Canadians actually oppose the extension of the war by a substantial margin (over 2:1 in an informal Globe and Mail poll) but so long as the media goes along with the lies (The CBC as recent as June 1 reported: "Canada is helping to enforce a no-fly zone as part of a multinational operation.") and opposition parties rubber-stamp the mayhem, the Harper war machine (some 650 troops and over a dozen fighter bombers) can continue its assaults politically unscathed.
There are so many things about this war that are farcical, dishonest, amateurish, and just plain morally wrong that Canada and the other warmongers have given up serious efforts at justifying it. They have just recognized a rag tag National Transition Council as the "legitimate representative" of the Libyan people despite that fact that it can demonstrate no unity of any kind except its own lust for power. It has no plans for democracy and no stated vision for the country post-Gadhafi. Behind the scenes the NATO geniuses running the show admit they have absolutely no idea what the country would look like if this disparate gang of unelected and unrepresentative opportunists ever got to exercise power.

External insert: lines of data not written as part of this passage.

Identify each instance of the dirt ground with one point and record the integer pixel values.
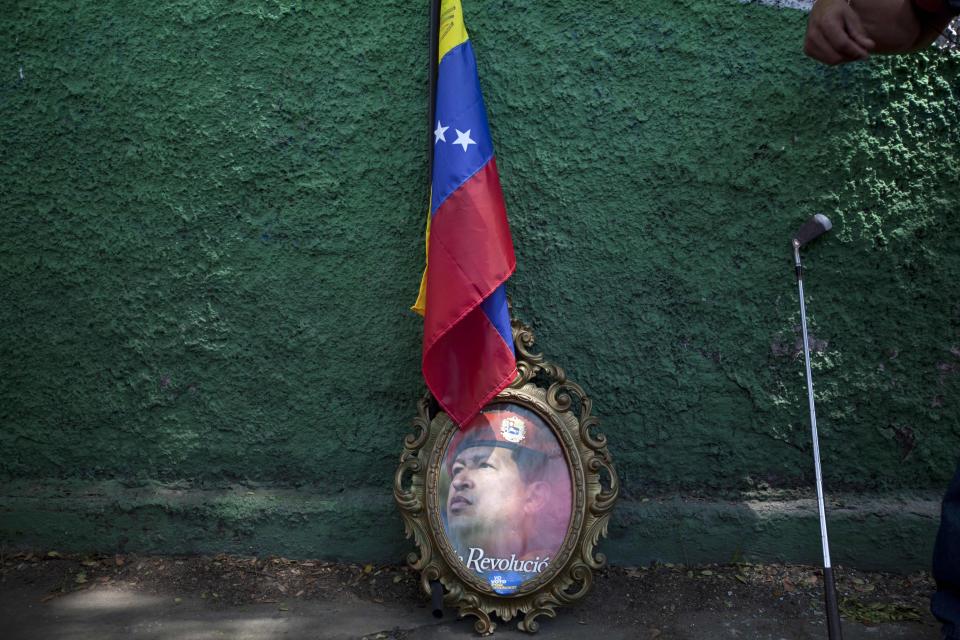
(650, 600)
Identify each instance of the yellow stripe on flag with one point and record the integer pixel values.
(452, 30)
(452, 34)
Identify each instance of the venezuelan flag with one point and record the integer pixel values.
(468, 355)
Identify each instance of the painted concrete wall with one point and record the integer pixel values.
(213, 218)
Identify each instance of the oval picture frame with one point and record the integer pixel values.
(546, 399)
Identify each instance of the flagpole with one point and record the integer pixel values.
(432, 114)
(434, 64)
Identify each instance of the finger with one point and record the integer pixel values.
(836, 34)
(854, 27)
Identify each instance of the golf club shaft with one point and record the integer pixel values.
(830, 592)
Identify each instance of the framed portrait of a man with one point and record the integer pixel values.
(506, 509)
(505, 495)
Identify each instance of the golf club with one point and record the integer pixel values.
(811, 230)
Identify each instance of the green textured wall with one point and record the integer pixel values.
(213, 213)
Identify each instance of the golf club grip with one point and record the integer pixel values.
(811, 229)
(833, 612)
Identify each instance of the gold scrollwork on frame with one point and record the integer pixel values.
(507, 511)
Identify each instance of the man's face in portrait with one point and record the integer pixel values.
(487, 492)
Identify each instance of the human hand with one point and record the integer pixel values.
(835, 33)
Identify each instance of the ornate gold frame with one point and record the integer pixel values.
(542, 387)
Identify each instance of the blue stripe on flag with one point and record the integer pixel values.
(495, 306)
(459, 107)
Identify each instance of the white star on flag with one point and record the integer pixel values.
(438, 134)
(463, 138)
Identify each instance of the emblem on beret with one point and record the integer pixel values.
(513, 430)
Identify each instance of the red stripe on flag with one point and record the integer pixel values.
(465, 360)
(468, 366)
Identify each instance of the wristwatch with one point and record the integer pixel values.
(938, 7)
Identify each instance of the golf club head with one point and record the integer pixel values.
(811, 230)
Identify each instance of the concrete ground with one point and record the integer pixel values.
(57, 598)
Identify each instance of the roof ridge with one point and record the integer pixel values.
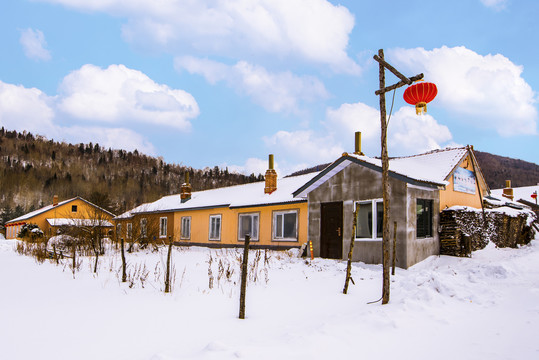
(430, 152)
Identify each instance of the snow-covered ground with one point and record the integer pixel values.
(485, 307)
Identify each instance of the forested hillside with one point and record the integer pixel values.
(497, 169)
(33, 169)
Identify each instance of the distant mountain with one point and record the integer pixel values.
(33, 169)
(495, 168)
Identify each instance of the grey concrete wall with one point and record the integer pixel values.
(419, 249)
(357, 183)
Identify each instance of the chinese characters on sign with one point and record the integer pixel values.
(464, 181)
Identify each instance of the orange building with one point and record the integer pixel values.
(266, 211)
(72, 212)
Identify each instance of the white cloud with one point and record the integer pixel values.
(276, 92)
(33, 43)
(488, 89)
(92, 95)
(408, 133)
(311, 30)
(252, 166)
(303, 146)
(495, 4)
(120, 94)
(25, 109)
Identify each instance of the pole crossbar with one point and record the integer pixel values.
(398, 85)
(393, 70)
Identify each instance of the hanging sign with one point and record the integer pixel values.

The constant talk of "war crimes" and "crimes against humanity" seem
equally opportunistic and just a bit too predictable -- NATO cover fire
for its blatant violation of international law and the UN mandate and
its own killing of civilians (inevitable in an air war). The charges of
rape being used systematically as a weapon of war so far have no
credible evidence that the UN can agree on and it reminds me of the gruesome tearing-babies-from- incubators story that was created by p.r. firm Hill and Knowlton to sell the first Iraq war to the U.S. public.
So what is it that makes eliminating Gaddafi worth the risk of years of chaos in Libya -- and worth enduring the repeated accusations of hypocrisy as Syria and Bahrain went (and go) completely unpunished for what is actual murderous assaults on (unarmed) civilians?
It's not just oil but that seems to have been the tipping point as AsiaTimes.com columnist Pepe Escobar wrote back in March. According to Escobar, Gaddafi declared on March 15 "We do not trust [Western oil] firms, they have conspired against us... Our oil contracts are going to Russian, Chinese and Indian firms." The bombing, led by Britain and France, began a few days later. Much has been made of the surging BRIC countries -- Brazil, Russia, Indian and China -- but the notion that these competitors with NATO economies might get their hands on Libyan oil may have been too much for the already vulnerable Europeans and their reluctant supporters in Washington.
The only certain outcome if Gaddafi falls will be that the country's oil, now nationalized, will end up in the hands of Western oil companies.
But it is not just the oil. Belying Gaddafi's image as nothing more than an eccentric or even insane, he has been responsible more than any other African leader for creating independent institutions that challenge those of the West -- including the IMF. For years, Africa was forced to pay exorbitant fees -- $500 million a year -- to use European communications satellites for telephone, TV and radio service. The African countries could not raise the money for their own satellite until Gaddafi put up $300 million of the $400 million needed. African countries now pay a small fraction of what they used to pay. EU companies lost their privilege of plundering Africa.
No living Africa leader can take us much credit for giving direction to the African Union than Gaddafi and he get no thanks from Western countries and their institutions. The U.S. has illegally frozen $30 billion belonging to the Libyan State Bank, assets that were, according to African writer Jean-Paul Pougala "...earmarked as the Libyan contribution to three key projects which would add the finishing touches to the African federation -- the African Investment Bank in Syrte, Libya, the establishment in 2011 of the African Monetary Fund to be based in Yaounde with a US$42 billion capital fund, and the Abuja-based African Central Bank in Nigeria."
The African Monetary Fund is expected to completely eliminate the pernicious influence of the IMF and its enforced privatization agenda. Failed efforts by the West at scuttling African unity by setting up regional alliances are back on the table in anticipation of Gaddafi's fall.
Once again the simple rule of follow the money -- and the power -- applies if you want to discover the real reasons behind NATO and U.S. adventures. Gaddafi has been a thorn in the side of the West for a long time -- a much bigger thorn as a force for unity in Africa than he ever was when he supported terrorism.
I happened to watch the NDP members of Parliament voting in favour of the extension of the Libyan war on television as it was happening -- a depressing sight when you know that Jack Layton and his advisers are fully aware that this conflict has nothing to do with humanitarianism and everything to do with imperialism. The NDP tried to camouflage its loss of principle by making soft amendments that Harper had no problem with because they did nothing to alter the reality of our unjustifiable intervention in that country. How it now intends to oppose the purchase of $30 billion worth of fighter bombers, designed for exactly this kind of adventure, is anyone's guess.